I am grateful also to many people at Northwestern and in Chicago: Jeffrey Masten, Bonnie Honig, Susannah Gottlieb, John Keene, Tricia Dailey, Carole Boyce Davies, Helmut Muller Sievers, Betsy Erkkila, Lynn Spigel, Reginald Gibbons, Sam Weber, Sandra Richards, Jay Grossman, Eric Sundquist, Elzbieta Foeller-Pituch, Miguel Vatter, Regina Schwartz, Tori Marlan, Mary Finn, Harry Samuels, and the members of the Northwestern Theory Reading Group. Particular thanks to Sharon Holland, Jennifer DeVere Brody, Kevin Bell, Dwight McBride, Dorothy Wang, E. Patrick Johnson, and Michael Hanchard for their collegiality and friendship. The staff in the Northwestern English and African American Studies departments provided smooth operations; many thanks to Kathy Daniels, Natasha Dennison, Marsha Figaro, Stacia Kozlowski, Nathan Mead, and Marilyn Williams. Jules Law and Jennifer Brody deserve special mention for being such exceptional mentors. A great deal of the final work on the manuscript was made possible by a generous fellowship from the Alice Berline Center for the Humanities at Northwestern.

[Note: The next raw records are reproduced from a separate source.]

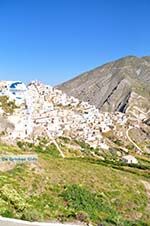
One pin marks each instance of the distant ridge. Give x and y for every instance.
(109, 86)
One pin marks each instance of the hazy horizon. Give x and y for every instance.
(54, 41)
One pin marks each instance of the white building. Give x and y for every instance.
(129, 159)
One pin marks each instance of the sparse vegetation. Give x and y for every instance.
(7, 105)
(88, 190)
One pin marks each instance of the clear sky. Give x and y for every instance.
(55, 40)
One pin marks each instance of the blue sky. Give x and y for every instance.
(55, 40)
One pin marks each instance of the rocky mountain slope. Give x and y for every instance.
(48, 112)
(90, 166)
(110, 86)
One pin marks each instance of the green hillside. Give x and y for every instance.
(73, 189)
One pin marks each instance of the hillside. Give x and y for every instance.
(89, 166)
(110, 86)
(73, 189)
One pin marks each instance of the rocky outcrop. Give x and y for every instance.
(109, 87)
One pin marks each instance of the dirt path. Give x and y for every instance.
(129, 138)
(13, 222)
(147, 187)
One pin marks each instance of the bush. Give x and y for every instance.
(88, 205)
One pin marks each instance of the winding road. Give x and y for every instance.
(13, 222)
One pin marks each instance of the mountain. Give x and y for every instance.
(110, 86)
(62, 159)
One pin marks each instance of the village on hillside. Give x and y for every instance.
(43, 111)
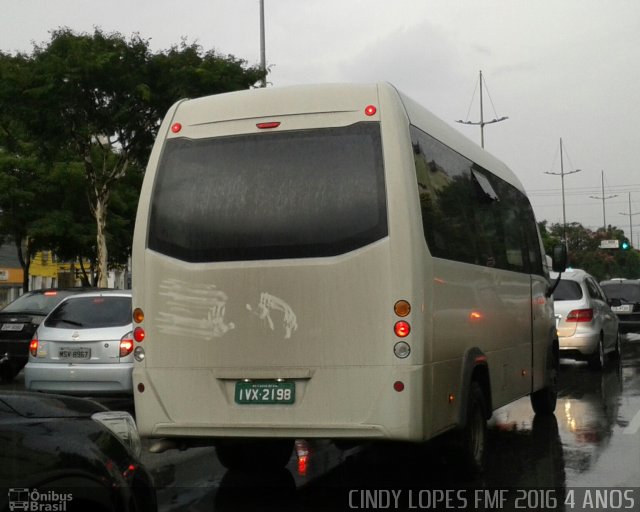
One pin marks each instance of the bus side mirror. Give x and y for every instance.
(559, 259)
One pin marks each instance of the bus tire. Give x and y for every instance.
(474, 433)
(254, 455)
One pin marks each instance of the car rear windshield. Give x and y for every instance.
(39, 303)
(293, 194)
(627, 292)
(91, 313)
(567, 290)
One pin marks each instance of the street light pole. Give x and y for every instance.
(263, 58)
(630, 220)
(482, 121)
(564, 210)
(604, 198)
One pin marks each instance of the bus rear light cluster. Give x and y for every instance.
(401, 329)
(138, 334)
(126, 344)
(33, 346)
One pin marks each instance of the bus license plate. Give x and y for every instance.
(74, 353)
(265, 392)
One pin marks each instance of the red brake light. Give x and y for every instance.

Much gratitude goes to all those who read parts of manuscript and/or discussed its arguments with me at one point or another: Jonathan Arac, Kevin Bell, Lawrence Ytzak Brathwaite, Jennifer DeVere Brody, Joseph Chaves, Erik Dussere, Brian Edwards, Robert Gooding-Williams, Lisa Gitelman, Michael Hanchard, Kodwo Eshun, Ronald Judy, Andrea Klein-huber, Jules Law, Ira Livingston, Ruth Mayer, Charles Mudede, Alondra Nelson, Ulfried Reichardt, Ryan Snyder, and the readers at Duke University Press and the University of Minnesota Press. I thank Ken Wissoker for believing in this book as it currently stands and the staff of Duke University Press for their patience and expertise. A heap of gratitude goes to Sonia Nelson, who undertook the gargantuan task of proofreading an earlier incarnation of the whole manuscript, and Abigail Derecho, who compiled the index. Many thanks go out to Nadine Robinson for the permission to use her artwork and to Alondra Nelson for suggesting Robinsons work. I cannot do justice to the depths of Fred Motens engagement with the conceptual architecture of this book.